Tuesday, May 4, 2021

Yet More Playhouses!

I'm just continuing down this here rabbit hole and I'm okay with this! I might come up for air but I'll probably just end up looping back to poke more at the London Masters of Defense and then prep for a class about them. So that's cool!

So, prize-fights and the venues.

Prior to 1570, there was a fair variety of places where prize-fights occurred. The most common was the open-air market of Leadenhall, but there were other outdoor settings as well. After 1570 however, prize-fights almost entirely shifted to inn-yard theaters and public playhouses. The two most commonly used inns were the Bull and the Bell Savage, with the Curtain and the Theater as the two most popular playhouses.

I mentioned in my last post that I pulled out some stage sizes for two playhouses in London - the Fortune and the Globe. Ironically, according to O.L. Brownstein in his article A Record of London Inn-Playhouses from c. 1565-1590, "there are contemporary references to fencing shows in all the public theaters except the Globe and the Fortune." Both of those were buildings that were built specifically as playhouses though, and never adapted from anything else. What about the other venue that we've seen discussed in reference to prize-fights: the inn-yard theatre?

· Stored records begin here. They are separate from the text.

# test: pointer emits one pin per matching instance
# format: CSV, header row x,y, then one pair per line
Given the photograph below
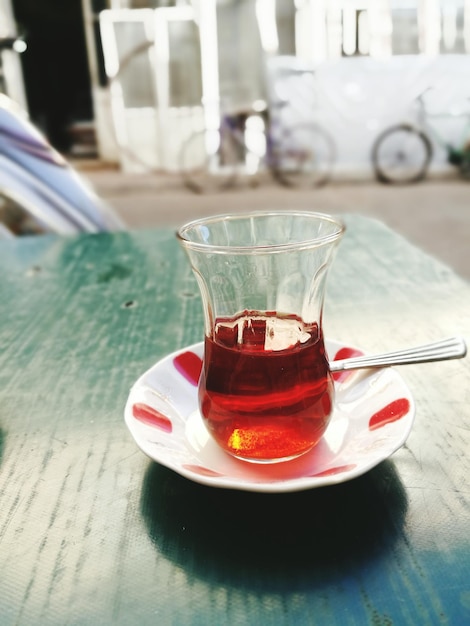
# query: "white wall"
x,y
356,98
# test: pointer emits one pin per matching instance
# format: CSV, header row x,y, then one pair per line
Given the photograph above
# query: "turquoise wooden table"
x,y
94,532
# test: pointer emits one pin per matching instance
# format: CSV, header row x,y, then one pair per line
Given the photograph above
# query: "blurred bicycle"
x,y
297,155
402,153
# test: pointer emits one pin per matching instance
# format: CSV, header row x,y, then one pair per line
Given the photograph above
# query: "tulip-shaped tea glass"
x,y
265,391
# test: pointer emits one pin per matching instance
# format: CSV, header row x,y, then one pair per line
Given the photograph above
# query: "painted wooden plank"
x,y
92,532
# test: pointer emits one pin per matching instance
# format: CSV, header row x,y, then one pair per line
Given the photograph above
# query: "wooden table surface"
x,y
93,532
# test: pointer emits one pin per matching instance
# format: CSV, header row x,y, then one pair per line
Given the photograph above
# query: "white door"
x,y
11,73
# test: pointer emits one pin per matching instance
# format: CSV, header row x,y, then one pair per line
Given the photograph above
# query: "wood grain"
x,y
92,532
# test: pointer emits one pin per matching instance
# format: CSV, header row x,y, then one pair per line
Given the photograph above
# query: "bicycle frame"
x,y
425,125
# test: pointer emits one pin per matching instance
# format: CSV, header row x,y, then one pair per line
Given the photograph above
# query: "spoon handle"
x,y
452,348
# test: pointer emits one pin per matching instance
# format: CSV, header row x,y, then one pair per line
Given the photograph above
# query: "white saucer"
x,y
373,416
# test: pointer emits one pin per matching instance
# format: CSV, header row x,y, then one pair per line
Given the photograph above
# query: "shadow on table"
x,y
243,537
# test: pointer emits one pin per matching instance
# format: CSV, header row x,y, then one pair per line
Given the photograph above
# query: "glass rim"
x,y
307,242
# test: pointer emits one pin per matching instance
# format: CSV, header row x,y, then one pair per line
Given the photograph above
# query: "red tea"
x,y
265,391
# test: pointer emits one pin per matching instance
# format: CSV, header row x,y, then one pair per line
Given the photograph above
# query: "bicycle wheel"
x,y
304,156
401,154
209,161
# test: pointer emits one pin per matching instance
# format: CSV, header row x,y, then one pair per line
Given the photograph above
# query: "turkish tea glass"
x,y
265,391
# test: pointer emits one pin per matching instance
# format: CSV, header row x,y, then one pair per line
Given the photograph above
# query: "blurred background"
x,y
128,81
119,86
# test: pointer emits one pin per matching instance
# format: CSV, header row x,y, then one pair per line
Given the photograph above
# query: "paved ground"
x,y
434,214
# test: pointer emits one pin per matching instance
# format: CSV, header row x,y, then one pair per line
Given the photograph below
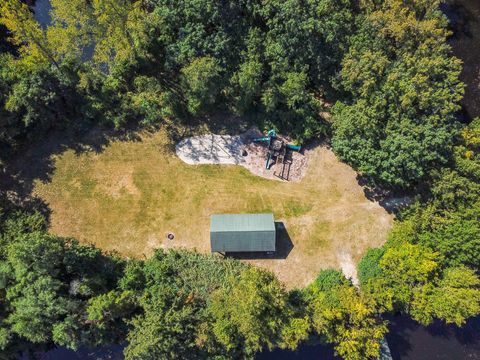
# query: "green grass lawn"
x,y
127,197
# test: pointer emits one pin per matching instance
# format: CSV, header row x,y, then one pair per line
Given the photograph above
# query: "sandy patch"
x,y
241,150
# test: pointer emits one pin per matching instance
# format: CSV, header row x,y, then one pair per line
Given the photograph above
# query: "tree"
x,y
250,313
457,296
27,33
201,84
398,121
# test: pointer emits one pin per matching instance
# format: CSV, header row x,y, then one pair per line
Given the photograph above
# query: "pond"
x,y
407,340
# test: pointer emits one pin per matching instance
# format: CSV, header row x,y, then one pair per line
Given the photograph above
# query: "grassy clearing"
x,y
127,197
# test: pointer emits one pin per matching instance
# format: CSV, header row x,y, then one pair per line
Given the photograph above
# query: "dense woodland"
x,y
375,77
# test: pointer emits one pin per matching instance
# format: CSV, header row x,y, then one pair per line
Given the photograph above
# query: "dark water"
x,y
410,341
407,340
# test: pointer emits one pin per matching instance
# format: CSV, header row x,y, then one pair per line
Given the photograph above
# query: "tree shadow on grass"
x,y
284,246
35,160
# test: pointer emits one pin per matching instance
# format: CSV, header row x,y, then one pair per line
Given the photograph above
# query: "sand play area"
x,y
241,150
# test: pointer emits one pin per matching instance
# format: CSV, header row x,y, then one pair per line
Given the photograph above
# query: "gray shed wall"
x,y
244,241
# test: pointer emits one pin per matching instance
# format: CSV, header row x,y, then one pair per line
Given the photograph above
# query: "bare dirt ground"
x,y
466,46
129,194
240,150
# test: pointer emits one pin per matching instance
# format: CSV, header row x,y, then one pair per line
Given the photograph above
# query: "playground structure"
x,y
279,152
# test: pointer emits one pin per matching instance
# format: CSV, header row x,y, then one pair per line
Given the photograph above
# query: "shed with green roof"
x,y
242,233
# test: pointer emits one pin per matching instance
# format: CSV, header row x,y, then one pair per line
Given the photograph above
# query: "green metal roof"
x,y
242,232
242,222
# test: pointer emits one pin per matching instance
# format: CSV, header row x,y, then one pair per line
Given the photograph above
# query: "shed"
x,y
242,233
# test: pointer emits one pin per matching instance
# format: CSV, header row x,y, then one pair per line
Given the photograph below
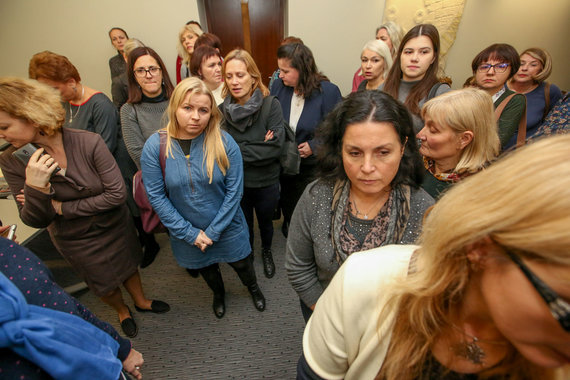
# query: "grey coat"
x,y
310,259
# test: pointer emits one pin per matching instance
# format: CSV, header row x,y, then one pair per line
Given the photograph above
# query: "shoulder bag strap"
x,y
521,135
501,106
266,108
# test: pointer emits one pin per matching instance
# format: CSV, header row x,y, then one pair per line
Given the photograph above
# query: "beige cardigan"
x,y
344,338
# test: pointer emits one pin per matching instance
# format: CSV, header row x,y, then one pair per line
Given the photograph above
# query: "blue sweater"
x,y
194,204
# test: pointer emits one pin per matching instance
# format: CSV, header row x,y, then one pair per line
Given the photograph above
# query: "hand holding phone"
x,y
9,232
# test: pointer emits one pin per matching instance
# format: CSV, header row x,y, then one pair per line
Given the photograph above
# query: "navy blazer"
x,y
317,106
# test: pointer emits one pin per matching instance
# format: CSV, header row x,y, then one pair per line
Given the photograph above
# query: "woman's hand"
x,y
203,241
40,169
56,206
304,150
268,136
133,363
21,198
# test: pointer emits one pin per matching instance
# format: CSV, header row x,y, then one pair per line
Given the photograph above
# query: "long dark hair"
x,y
500,52
303,61
359,107
135,92
421,89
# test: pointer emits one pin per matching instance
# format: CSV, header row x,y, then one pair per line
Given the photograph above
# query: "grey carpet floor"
x,y
189,342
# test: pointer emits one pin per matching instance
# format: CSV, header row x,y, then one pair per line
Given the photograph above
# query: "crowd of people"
x,y
401,160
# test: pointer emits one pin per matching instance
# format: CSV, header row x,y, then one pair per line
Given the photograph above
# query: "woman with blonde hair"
x,y
255,121
485,298
530,80
186,39
376,62
459,137
82,205
197,196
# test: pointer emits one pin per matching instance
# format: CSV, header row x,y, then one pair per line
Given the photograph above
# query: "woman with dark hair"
x,y
459,138
117,63
197,196
143,114
209,39
306,96
256,123
85,108
367,194
391,34
149,91
186,39
492,68
530,80
82,205
206,64
413,78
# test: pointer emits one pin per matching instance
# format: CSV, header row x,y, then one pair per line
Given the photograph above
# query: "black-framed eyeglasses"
x,y
499,67
141,71
559,308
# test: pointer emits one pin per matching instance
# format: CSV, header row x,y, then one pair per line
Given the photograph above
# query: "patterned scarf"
x,y
387,228
444,177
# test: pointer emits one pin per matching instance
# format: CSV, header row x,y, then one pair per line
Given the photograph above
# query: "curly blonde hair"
x,y
521,202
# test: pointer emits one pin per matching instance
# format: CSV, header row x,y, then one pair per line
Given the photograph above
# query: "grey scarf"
x,y
240,117
399,215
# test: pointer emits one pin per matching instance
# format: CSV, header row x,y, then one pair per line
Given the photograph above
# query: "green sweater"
x,y
511,116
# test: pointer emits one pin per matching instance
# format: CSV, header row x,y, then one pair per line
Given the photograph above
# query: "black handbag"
x,y
290,159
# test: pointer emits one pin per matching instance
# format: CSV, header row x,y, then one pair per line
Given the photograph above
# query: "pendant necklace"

An inn-yard theatre is pretty much exactly what it sounds like. A raised stage would be temporarily built in the courtyard of an inn, and plays would be performed there. The audience would be charged for an entry, and a multi-story inn could also effectively have raised viewing galleries due to the rooms and balconies along the sides of the courtyard.

While the Sloane Ms. 2530 has a number of inns listed as prize-fight venues, in his study and transcription of the manuscript, "The Noble Science," Herbert Berry notes that the Ms. 2530 was neither the official register of the company nor a complete accounting of the company's activities. We know from other documents of the time, such as letters to the Aldermen of the City of London asking for permission to hold a prize-fight with all the attendant pomp, that other sites were used that were not noted in Ms. 2530. Although I have not yet found proof that any prizes were fought at the Boar's Head, it seems to me to be a good enough example of an inn-yard which was converted over time to a true play-house. That said, I did note that in "The Boar's Head Playhouse" (Folger Books, 1986) Berry speculates that the stage built in 1598 - 3'6" high, and it specifically had a railing to prevent the audience from trying to climb up - could have been placed in the middle of the yard with the hope of enticing prize-fights to happen there.

So let's talk about what the stage and the inn-yard looked like at various points in its development! (All of this data is from "The Boar's Head Playhouse," by the way.) In its original form, the full size of the open yard was 55'7" x 54'6", and the first free-standing stage in the middle of this was 25'x39'7". 

To this point, I recently grabbed a tape measure, some cones, and a Lupold, and we laid out a rectangle the size of that initial stage. Then we took up a pair of spears - being the most sizeable weapons we'd expect to use in any of rapier, C&T, or A&S projects - and proceeded to play around in the list we'd set up. I am here to tell you that it was luxurious. Even when we were testing it on all angles while moving around one another, we never really felt as though we were in imminent danger of stepping outside the boundaries of the stage being used. (Or what would have happened in period, falling off of the stage.) I imagine that if the fighters were fighting across the shortest dimension with larger weapons that they'd be very aware of the edge, but as long as your fight didn't consist solely of backpedaling, you'd probably be fine.

From there, when the stage was moved to be permanently up against one of the buildings bordering the inn-yard which had been converted to a tiring-house, they kept the same basic dimensions for it. Notably, despite expanding the galleries available for the audience, there is no evidence of the stage height increasing; presumably the owners wanted to be able to fill the floor of the yard to the brim and have it visible from anywhere. The only other meaningful change to the stage would have been that it was accessible directly from the tiring-house, without steps or ramps or clambering up a three and a half foot step.

There we are! A reasonable example of a free-standing temporarily erected stage in an inn-yard, which could well have been used in prize-fights!

I think there'll be one more post wrapping up the London Masters of Defense rabbit hole, and then I'll try to roll it all together into a single short class for the kicks of it.